20 mai 2025

Croix forgée, cimetière des pestiférés, Le Boéchet, Les Bois

L’objet – Première partie

Le père de ma mère était un homme serviable. Un homme qui battait le fer et ferrait le cheval entre le feu et l’enclume. C’était un homme comme un rocher :  massif, raide, austère, mais qui savait se montrer prévenant et même aimable. Il lui arrivait, quand une facture importante avait été payée, qu’il parte au bistrot pour fêter ça. Il passait alors, en quelques heures, de l’état de bourru à celui de bourré.

Puis venait l’heure de la fermeture. Quand la porte du vestibule cognait ainsi contre le mur, ma grand-mère et ma mère savaient que « ça » allait se déverser sur elles comme un seau d’eau glacée. Cet homme que ses petits-enfants ont toujours connu si calme devenait, ces jours-là, un fielleux faisant régner la terreur sur sa famille.

Mon grand-père cachait, quelque part dans sa forge, un pistolet d’ordonnance. Il surgissait comme une bourrasque, le sinistre objet à la main. De l’autre main, il cognait. Il faisait allonger sa femme et sa fille à plat ventre, sur le sol froid de la cuisine.

Il pointait l’arme sur la tête de l’une, puis de l’autre en gueulant : « Et maintenant, je vais vous foutre bas, vous entendez ? L’une après l’autre. »

La scène s’était reproduite à deux ou trois reprises. Ensuite, à chaque fois, il y avait le silence. Et les larmes. Celles de ma mère qui coulaient sur le bras de sa mère. Lui, il partait. Disparaissait. Deux ou trois jours durant lesquels il imposait à son corps une privation de nourriture et de boisson, comme si ce jeûne forcé était à même de se faire pardonner son forfait.

Je revois clairement mon grand-père dans son tablier de cuir, sa chemise grasse au col, le chalumeau crachant le feu bleu dans une main, son masque de soudage qu’il tenait comme un bouclier dans l’autre main. Je revois ses marteaux polis à la couenne d’homme, ses tenailles et ses pinces. Quand je repense à lui, au soin qu’il prenait à me montrer comment on chauffait le fer ou comment on choisissait les bons clous, je réalise que n’importe quel homme, dans certaines circonstances, comme l’alcool, peut mettre un jour sa femme ou sa gamine en joue. Et que ça ne suppure pas forcément, ni sur les photos, ni dans les souvenirs.

Ma mère n’a commencé à en parler vraiment que lorsque j’avais environ 35 ans. Avant, elle y avait fait allusion quelques fois, notamment quand mon père rentrait du service militaire.
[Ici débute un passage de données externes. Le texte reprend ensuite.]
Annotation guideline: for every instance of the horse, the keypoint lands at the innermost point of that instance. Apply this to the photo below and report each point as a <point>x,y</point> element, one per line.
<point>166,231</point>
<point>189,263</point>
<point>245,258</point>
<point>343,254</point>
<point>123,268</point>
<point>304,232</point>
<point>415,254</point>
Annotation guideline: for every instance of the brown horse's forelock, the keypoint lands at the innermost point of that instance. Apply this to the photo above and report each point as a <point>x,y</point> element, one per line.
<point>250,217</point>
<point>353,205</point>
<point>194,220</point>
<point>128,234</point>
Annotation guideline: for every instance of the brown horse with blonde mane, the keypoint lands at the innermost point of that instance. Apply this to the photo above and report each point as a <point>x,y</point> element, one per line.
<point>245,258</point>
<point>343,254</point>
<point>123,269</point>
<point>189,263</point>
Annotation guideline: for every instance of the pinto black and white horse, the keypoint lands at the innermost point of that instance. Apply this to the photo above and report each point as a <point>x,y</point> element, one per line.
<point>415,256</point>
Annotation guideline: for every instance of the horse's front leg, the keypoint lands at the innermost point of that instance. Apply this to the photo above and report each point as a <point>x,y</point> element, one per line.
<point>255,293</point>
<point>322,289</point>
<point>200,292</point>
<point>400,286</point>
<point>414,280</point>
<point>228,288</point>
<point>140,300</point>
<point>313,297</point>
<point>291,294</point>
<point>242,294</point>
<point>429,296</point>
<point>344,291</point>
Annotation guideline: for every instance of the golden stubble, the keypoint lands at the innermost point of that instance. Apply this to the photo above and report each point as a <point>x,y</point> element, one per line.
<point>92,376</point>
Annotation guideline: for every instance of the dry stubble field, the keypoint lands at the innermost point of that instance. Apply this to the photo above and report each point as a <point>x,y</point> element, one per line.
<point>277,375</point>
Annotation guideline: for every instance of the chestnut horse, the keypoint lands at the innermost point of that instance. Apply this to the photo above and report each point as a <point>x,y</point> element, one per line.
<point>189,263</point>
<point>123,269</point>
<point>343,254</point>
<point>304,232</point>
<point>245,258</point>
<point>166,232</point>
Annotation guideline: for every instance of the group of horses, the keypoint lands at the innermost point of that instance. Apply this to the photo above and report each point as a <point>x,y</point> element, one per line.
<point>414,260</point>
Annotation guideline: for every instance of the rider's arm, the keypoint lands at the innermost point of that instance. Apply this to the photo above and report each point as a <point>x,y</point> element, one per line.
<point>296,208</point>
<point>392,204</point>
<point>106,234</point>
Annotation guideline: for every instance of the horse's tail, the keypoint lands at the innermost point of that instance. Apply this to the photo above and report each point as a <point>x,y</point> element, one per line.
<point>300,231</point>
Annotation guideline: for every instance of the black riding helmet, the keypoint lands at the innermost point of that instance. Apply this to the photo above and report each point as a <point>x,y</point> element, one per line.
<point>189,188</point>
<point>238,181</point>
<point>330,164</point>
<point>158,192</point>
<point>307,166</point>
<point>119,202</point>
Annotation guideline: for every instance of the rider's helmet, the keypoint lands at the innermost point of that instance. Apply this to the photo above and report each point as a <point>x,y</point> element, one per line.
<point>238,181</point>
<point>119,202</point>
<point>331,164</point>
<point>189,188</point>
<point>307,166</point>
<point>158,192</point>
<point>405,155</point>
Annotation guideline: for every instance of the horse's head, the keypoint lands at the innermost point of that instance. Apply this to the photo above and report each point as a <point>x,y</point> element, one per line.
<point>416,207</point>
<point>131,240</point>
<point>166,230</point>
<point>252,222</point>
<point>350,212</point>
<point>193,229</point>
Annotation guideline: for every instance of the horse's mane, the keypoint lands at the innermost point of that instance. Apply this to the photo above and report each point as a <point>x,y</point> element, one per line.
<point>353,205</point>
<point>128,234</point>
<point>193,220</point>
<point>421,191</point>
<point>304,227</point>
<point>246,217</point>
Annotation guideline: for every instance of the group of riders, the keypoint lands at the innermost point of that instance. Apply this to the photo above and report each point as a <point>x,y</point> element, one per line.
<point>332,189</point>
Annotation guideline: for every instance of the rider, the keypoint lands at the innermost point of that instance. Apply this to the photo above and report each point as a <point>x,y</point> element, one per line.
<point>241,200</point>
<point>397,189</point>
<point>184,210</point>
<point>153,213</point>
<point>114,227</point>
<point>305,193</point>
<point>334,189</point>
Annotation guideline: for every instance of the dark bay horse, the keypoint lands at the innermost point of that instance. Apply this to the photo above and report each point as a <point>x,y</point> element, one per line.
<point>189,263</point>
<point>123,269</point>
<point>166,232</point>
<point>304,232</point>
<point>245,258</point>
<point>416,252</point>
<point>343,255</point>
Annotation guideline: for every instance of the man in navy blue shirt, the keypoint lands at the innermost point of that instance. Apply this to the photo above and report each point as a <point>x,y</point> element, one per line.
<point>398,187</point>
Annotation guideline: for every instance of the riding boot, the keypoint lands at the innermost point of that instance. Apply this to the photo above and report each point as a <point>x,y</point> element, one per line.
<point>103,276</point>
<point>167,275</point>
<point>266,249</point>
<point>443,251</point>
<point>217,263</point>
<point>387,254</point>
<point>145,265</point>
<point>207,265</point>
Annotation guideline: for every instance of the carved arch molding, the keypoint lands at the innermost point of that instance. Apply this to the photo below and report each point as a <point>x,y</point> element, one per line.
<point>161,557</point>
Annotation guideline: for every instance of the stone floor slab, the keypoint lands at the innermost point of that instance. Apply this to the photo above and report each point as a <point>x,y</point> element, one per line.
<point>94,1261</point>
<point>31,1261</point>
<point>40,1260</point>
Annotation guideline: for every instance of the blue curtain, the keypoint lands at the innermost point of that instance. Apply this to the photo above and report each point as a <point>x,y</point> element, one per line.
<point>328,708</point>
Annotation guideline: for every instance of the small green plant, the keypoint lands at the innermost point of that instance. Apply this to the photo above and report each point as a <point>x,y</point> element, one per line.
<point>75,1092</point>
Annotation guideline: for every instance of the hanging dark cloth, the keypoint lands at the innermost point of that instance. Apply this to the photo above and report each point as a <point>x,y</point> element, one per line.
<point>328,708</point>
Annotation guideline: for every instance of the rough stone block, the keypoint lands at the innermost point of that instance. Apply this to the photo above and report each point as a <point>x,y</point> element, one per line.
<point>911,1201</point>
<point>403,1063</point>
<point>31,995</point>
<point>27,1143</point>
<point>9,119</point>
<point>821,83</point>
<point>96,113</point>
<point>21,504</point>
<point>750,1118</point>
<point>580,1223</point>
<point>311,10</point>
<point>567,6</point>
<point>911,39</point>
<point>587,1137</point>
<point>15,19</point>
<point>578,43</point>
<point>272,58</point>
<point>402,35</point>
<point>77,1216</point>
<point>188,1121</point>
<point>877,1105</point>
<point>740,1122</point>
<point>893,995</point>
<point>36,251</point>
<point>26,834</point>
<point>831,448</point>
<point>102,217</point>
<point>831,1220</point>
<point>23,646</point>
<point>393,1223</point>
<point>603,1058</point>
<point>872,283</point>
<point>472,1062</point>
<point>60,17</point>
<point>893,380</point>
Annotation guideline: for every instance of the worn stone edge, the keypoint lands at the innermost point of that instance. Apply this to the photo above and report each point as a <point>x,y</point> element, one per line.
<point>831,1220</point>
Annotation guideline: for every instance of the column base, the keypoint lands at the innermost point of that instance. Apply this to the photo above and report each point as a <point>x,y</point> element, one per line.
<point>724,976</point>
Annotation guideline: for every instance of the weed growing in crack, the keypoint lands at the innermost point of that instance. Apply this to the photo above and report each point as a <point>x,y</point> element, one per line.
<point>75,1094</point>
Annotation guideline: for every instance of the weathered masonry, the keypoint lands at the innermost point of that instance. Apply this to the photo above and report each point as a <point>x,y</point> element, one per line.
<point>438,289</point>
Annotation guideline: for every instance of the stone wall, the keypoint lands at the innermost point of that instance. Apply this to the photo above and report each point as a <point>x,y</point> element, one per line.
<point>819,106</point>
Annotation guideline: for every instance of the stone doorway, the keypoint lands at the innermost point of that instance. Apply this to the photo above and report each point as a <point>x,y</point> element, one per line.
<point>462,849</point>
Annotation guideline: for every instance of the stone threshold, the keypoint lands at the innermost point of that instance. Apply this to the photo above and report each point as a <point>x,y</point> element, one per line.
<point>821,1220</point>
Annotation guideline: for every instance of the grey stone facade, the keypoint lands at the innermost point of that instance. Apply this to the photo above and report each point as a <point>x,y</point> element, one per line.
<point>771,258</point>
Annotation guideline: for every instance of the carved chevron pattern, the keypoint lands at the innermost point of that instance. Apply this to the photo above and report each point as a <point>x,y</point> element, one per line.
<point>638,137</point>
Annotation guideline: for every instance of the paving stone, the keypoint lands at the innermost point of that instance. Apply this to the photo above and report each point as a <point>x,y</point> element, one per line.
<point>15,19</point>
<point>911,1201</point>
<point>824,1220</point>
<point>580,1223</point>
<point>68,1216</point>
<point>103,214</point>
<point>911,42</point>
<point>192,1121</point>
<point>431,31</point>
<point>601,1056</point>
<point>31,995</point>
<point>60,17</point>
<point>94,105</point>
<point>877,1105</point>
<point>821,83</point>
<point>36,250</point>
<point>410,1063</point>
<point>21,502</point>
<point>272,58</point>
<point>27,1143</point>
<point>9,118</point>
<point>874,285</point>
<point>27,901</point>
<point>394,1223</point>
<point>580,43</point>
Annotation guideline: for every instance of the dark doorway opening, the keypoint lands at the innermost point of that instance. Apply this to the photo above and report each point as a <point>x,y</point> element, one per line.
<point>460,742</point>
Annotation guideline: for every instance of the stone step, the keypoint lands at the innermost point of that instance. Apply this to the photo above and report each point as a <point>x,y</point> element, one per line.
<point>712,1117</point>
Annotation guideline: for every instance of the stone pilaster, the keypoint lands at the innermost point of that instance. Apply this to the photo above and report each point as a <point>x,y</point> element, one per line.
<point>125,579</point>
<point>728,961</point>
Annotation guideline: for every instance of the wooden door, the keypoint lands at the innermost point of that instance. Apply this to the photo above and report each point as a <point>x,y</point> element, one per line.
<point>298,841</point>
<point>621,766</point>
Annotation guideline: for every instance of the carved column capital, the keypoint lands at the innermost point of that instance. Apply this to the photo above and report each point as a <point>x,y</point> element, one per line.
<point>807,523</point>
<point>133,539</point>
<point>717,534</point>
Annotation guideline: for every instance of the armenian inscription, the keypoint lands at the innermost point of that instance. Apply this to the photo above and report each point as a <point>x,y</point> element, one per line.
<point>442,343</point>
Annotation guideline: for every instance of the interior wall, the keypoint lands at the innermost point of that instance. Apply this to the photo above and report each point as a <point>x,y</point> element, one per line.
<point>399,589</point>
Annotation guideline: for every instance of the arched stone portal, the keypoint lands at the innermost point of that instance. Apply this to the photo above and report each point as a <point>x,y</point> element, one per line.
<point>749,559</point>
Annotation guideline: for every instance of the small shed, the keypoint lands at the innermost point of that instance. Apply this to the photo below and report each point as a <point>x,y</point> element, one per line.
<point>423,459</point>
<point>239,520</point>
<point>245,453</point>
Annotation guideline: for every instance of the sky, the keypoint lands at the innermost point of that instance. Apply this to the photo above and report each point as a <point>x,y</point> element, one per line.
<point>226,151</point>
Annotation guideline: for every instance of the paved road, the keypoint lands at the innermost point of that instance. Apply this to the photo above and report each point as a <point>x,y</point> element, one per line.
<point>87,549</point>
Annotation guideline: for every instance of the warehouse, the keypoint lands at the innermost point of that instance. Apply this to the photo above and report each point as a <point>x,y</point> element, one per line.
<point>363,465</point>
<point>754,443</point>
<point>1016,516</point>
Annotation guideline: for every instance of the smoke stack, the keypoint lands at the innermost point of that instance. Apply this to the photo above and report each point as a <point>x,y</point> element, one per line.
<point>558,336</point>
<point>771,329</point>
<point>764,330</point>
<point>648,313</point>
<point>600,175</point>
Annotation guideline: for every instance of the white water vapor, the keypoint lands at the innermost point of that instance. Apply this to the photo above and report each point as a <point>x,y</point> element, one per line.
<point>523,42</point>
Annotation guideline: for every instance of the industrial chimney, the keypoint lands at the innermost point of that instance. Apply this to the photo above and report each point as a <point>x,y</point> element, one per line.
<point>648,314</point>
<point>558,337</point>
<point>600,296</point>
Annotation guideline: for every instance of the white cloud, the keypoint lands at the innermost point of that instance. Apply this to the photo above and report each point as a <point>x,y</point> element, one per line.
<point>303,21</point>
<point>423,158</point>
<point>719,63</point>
Elle, d’ordinaire si douce, devenait comme prise de folie, criait qu’elle ne voulait pas de « ça » dans la maison. Jamais ! Elle l’obligeait à aller « ranger son sac ailleurs ».

Alors il sortait les biscuits militaires pour nous et partait cacher l’objet je ne sais où.

Maman s’était mariée très jeune, avait trouvé le plus gentil des hommes, avait été absorbée par sa famille, sa profession et ses engagements dans la vie associative. Mon frère et moi étant partis, l’heure de la retraite approchant, « ça » avait refait surface. La plaie s’était réouverte et s’était infectée. Ensuite, elle ne s’était jamais refermée. Elle s’était étendue, avait pris petit à petit toute la place.

Ma mère a vécu les dernières années de sa vie dans la révolte de son enfance gâchée et dans l’horreur des armes. Elle est décédée, en 2010, d’une rupture d’anévrisme. Je n’ai pas pu m’empêcher de penser à l’objet lorsque le chirurgien m’a expliqué ce qui était arrivé à ma mère. Il m’a dit : « Ce truc-là, c’est fatal, ça ne pardonne pas. C’est comme de recevoir une balle en plein cœur ».

L’objet l’avait peut-être bien tuée à petit feu.